Review: 50 years later, Beatles’ ‘Revolver’ feels like a snapshot of a band in transition

Originally Posted on Emerald Media via UWIRE

In retrospect, it’s hard to see Revolver as anything but transitional. “Strawberry Fields Forever” was still six months off — an eon by the standards of the assembly-line pace at which the ‘60s pop industry worked. Its studio experiments, exemplified on “Tomorrow Never Knows,” were only baby steps compared to the leap the band would make on follow-up Sgt. Pepper. Many of its ideas would be taken to their logical conclusions later — “Love You To” would become “Within You Without You,” “Eleanor Rigby” would become “She’s Leaving Home” (and had already been “Yesterday”).  And only a small portion of the album was particularly experimental at all. In fact, much of it remarkably conservative.

Yet there’s nothing else in the Beatles catalog quite like it. It’s the band’s darkest album, for one. John’s paranoia reached new depths on his five songs, while Paul, who also brought schmaltz like “Good Day Sunshine” to the table, delivered two grade-A bummers in “For No One” and “Eleanor Rigby” (the latter’s said to be an even group effort, but it’s obviously dominated by Paul). And where else in the band’s catalog can one find anything like the exuberant horn-pop of “Got To Get You Into My Life,” the amniotic harmonies of “Here, There, And Everywhere,” the hyper-specific protest rock of “Taxman,” or the gothic heavy rock of “She Said She Said?” In its eclecticism, creepiness, and stylistic wantonness, its closest kin is perhaps The Beatles (1968).

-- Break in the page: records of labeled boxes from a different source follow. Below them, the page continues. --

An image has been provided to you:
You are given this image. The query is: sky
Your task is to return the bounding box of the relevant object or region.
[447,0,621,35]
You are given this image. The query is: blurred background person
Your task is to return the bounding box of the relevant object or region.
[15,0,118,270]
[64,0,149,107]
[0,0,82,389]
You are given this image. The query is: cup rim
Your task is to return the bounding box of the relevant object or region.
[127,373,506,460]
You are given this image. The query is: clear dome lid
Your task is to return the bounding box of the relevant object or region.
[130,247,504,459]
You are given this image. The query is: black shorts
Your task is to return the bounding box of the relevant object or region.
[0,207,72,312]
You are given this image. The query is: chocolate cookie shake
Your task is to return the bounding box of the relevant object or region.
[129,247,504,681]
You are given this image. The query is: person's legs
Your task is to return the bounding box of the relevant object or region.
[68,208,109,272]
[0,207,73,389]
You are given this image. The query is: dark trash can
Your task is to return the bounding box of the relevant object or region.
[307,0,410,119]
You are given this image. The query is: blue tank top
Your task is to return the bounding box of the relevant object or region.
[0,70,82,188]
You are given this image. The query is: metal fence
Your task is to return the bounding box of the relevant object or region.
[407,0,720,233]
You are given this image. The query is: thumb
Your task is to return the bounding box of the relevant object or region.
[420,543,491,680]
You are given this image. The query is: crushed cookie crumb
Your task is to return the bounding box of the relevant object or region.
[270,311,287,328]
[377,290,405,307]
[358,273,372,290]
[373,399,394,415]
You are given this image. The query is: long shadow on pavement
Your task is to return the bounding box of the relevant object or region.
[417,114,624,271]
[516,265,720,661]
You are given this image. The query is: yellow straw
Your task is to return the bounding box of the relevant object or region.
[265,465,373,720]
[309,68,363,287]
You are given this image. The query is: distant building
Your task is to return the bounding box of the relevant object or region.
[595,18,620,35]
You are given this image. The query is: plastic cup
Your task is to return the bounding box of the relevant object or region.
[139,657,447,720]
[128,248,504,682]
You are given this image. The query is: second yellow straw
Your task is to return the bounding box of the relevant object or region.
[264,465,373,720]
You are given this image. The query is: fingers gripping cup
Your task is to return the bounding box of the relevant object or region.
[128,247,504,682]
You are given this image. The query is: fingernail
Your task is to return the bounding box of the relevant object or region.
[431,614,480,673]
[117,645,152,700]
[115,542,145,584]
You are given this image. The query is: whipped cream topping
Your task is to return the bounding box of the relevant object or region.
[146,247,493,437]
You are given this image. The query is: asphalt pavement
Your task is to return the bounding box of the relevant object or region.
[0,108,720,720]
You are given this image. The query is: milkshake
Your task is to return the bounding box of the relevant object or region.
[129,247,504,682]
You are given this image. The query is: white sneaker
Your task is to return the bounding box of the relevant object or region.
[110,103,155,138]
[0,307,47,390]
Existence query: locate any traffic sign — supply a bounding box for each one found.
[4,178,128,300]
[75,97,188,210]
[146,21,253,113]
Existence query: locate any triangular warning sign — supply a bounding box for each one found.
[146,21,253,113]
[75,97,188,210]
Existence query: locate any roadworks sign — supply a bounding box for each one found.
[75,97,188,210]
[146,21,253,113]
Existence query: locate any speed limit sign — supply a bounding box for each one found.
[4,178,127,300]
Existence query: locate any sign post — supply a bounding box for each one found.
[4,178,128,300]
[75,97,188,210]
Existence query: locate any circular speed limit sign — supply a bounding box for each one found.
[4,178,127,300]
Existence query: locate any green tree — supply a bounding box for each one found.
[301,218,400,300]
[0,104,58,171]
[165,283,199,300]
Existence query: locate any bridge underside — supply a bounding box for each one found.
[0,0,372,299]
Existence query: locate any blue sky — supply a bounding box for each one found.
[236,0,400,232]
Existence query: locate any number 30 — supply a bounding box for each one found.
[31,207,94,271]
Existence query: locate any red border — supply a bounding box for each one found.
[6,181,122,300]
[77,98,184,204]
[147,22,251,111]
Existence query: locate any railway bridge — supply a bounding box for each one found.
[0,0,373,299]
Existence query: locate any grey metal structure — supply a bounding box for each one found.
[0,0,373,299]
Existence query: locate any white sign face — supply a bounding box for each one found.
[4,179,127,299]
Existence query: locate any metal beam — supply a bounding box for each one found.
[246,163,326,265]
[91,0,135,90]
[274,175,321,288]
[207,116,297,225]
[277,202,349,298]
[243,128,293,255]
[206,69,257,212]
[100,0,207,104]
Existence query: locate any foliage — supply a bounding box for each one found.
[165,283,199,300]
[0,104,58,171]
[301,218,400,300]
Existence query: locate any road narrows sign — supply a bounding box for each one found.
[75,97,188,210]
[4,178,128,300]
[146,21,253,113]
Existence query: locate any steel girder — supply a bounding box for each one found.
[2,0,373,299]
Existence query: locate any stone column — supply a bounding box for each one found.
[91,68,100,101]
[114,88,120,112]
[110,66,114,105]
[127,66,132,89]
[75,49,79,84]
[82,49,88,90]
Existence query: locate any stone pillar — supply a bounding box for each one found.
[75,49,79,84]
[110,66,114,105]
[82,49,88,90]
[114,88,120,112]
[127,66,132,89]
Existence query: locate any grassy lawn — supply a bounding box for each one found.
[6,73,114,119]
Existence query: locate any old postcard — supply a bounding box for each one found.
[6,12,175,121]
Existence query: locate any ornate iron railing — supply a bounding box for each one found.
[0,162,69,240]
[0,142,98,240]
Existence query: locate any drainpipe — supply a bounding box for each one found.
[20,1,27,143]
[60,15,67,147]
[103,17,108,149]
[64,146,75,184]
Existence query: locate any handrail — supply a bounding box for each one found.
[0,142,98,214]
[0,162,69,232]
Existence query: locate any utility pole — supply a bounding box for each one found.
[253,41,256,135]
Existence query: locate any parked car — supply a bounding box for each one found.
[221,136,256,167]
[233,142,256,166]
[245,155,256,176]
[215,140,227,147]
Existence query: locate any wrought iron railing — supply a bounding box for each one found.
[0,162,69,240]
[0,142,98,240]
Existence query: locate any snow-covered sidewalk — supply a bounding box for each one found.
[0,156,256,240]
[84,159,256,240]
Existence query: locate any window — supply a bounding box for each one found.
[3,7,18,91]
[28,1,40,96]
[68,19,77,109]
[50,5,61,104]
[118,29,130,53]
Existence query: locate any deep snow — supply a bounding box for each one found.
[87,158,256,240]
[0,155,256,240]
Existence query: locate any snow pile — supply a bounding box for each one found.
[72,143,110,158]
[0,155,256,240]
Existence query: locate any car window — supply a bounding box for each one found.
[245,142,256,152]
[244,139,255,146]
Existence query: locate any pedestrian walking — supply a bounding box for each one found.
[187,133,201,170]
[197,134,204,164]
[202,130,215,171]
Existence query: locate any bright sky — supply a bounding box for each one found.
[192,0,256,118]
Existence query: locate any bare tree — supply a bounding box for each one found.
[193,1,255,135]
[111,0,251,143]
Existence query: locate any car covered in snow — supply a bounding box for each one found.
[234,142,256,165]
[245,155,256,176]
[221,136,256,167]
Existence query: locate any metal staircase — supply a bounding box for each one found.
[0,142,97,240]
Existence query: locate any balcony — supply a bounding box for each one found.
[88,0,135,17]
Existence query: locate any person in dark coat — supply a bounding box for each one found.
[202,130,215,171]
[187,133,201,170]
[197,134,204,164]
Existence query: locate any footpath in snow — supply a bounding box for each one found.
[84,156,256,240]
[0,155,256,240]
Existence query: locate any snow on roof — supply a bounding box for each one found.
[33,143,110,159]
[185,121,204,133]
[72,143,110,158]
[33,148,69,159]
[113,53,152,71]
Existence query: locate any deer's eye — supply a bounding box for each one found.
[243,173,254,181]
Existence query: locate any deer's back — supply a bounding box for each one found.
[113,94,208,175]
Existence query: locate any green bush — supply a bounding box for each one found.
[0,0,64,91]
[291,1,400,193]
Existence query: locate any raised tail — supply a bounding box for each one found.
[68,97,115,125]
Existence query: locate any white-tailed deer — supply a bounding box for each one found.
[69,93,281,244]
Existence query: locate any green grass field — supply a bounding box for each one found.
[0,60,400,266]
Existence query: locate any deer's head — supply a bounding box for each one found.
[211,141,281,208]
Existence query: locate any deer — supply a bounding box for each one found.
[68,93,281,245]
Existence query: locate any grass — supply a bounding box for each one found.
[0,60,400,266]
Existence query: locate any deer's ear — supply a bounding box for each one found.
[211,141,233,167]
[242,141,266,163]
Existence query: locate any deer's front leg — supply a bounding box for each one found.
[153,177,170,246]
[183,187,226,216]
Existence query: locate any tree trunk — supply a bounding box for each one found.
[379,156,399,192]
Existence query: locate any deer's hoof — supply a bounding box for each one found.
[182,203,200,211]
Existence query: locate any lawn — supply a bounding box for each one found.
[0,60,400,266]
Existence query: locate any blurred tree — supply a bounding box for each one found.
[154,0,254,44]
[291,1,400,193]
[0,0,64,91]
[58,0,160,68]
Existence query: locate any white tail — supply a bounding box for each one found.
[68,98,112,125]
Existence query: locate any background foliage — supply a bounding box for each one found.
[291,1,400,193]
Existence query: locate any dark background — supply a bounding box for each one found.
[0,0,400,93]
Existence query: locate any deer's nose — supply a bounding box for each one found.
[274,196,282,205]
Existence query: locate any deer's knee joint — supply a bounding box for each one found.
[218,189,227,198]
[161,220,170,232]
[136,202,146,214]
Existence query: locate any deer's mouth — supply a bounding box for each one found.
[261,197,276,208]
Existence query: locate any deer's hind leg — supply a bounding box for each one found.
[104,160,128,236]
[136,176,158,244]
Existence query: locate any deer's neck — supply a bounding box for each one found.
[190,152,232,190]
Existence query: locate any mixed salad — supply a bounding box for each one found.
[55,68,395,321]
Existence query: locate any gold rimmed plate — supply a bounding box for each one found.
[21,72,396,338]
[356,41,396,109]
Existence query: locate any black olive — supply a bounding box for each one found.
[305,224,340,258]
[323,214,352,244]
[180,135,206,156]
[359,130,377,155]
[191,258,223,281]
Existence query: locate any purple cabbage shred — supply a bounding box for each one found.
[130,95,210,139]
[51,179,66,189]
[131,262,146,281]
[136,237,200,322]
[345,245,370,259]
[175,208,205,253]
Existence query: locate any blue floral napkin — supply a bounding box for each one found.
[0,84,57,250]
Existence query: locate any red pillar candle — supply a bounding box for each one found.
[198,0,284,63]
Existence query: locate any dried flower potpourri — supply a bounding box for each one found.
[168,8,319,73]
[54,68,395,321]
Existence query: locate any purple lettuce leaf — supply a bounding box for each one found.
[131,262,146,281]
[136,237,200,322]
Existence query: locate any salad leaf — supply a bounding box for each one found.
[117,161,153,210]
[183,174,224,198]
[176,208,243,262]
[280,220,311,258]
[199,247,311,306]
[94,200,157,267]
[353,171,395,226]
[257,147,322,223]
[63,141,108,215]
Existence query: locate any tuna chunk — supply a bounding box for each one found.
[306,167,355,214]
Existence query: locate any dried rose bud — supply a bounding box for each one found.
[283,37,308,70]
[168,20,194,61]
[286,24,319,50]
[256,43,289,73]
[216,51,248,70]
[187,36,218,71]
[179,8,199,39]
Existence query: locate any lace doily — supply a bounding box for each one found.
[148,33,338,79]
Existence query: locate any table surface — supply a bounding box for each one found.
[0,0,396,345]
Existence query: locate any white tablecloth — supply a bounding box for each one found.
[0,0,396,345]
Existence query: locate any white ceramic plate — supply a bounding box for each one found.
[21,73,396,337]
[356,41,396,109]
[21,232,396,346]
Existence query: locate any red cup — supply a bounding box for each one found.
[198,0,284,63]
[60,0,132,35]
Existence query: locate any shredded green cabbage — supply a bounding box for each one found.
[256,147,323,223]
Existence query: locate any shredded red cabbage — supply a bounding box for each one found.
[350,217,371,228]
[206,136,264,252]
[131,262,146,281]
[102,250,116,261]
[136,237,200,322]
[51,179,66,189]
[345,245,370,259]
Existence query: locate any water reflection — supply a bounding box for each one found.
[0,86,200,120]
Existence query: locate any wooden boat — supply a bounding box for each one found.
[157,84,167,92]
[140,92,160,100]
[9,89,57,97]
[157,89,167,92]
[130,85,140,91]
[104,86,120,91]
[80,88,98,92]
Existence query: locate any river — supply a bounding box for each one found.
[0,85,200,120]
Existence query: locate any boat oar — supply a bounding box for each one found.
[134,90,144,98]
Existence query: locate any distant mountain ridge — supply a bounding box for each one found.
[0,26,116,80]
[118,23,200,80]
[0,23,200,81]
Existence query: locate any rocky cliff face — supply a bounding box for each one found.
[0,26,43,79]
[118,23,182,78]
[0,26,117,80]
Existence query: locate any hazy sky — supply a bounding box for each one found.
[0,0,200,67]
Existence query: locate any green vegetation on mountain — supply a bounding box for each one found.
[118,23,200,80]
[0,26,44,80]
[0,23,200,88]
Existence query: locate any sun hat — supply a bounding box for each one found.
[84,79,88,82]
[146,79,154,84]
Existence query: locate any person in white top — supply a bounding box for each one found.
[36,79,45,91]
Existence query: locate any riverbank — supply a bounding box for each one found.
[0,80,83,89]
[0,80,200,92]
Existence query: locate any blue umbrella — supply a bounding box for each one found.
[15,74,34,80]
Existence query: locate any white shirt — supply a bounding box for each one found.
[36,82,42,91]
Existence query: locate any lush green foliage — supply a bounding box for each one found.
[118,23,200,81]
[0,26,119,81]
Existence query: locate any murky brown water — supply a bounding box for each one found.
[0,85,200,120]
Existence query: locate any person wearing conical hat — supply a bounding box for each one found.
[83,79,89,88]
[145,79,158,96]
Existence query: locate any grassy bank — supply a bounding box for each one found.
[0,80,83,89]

It’s also cousin to The Beatles in how rocky a listen it is. It doesn’t flow all that well as an album, in part because of the amount of drastically different material in a short timespan (Revolver features 14 songs, and the three longest are all three minutes on the nose). Take a gander at the first six tracks: “Taxman,” political hard rock. “Eleanor Rigby,” sad string ballad. “I’m Only Sleeping,” psychedelia. “Love You To,” Hindustani classical. “Here, There, And Everywhere,” Everly Brothers harmony-pop. “Yellow Submarine,” children’s song. It finds more consistency in its smoother, more pop-oriented back half, but this is an album that takes a while to get going.

But once it gets going, it’s something else. Save “Doctor Robert,” home to maybe the most groan-inducing use of homonyms ever committed to record, the songs from “Here, There, Everywhere” are all winners. “Yellow Submarine” is delightful and guileless. “Good Day Sunshine,” with its sprightly, confident piano lope, is irresistible. And George, developing a bit more as a songwriter with each album, delivers his first truly great song: “I Want To Tell You,” a weird little love song that uses skin-crawling discord (if you think that two-note piano riff is scary, wait until he starts wailing on the fadeout) to communicate romantic anxiety.

Some of the band’s best work can be found here. But, compared to some of the Beatles’ other classics, it’s underwhelming and doesn’t really gel into a complete statement. Its psychedelic flourishes were stunning for the time, especially on “Tomorrow Never Knows,” which is arguably the most influential psych-rock song of all time. But those spoiled by the band’s later work or the more extreme psych artists that elaborated on the Beatles’ innovations (Hendrix, for one) might find Revolver too tame. And Sgt. Pepper translated a lot of the ideas hatched on Revolver into a better album.

But even a lesser Beatles album is wont to contain some of the best pop music ever put onto earth, and Revolver has enough going for it that anyone could be in the mood to put it on over one of their more satisfying albums. Even its worst songs have charm, and there are great arguments to be made for “Doctor Robert” and “Taxman” which I’ve always found petulant as fine songs. I don’t blame anyone for naming Revolver as their favorite Beatles album. I also don’t blame anyone for listening to it once or twice and wondering what the big deal is.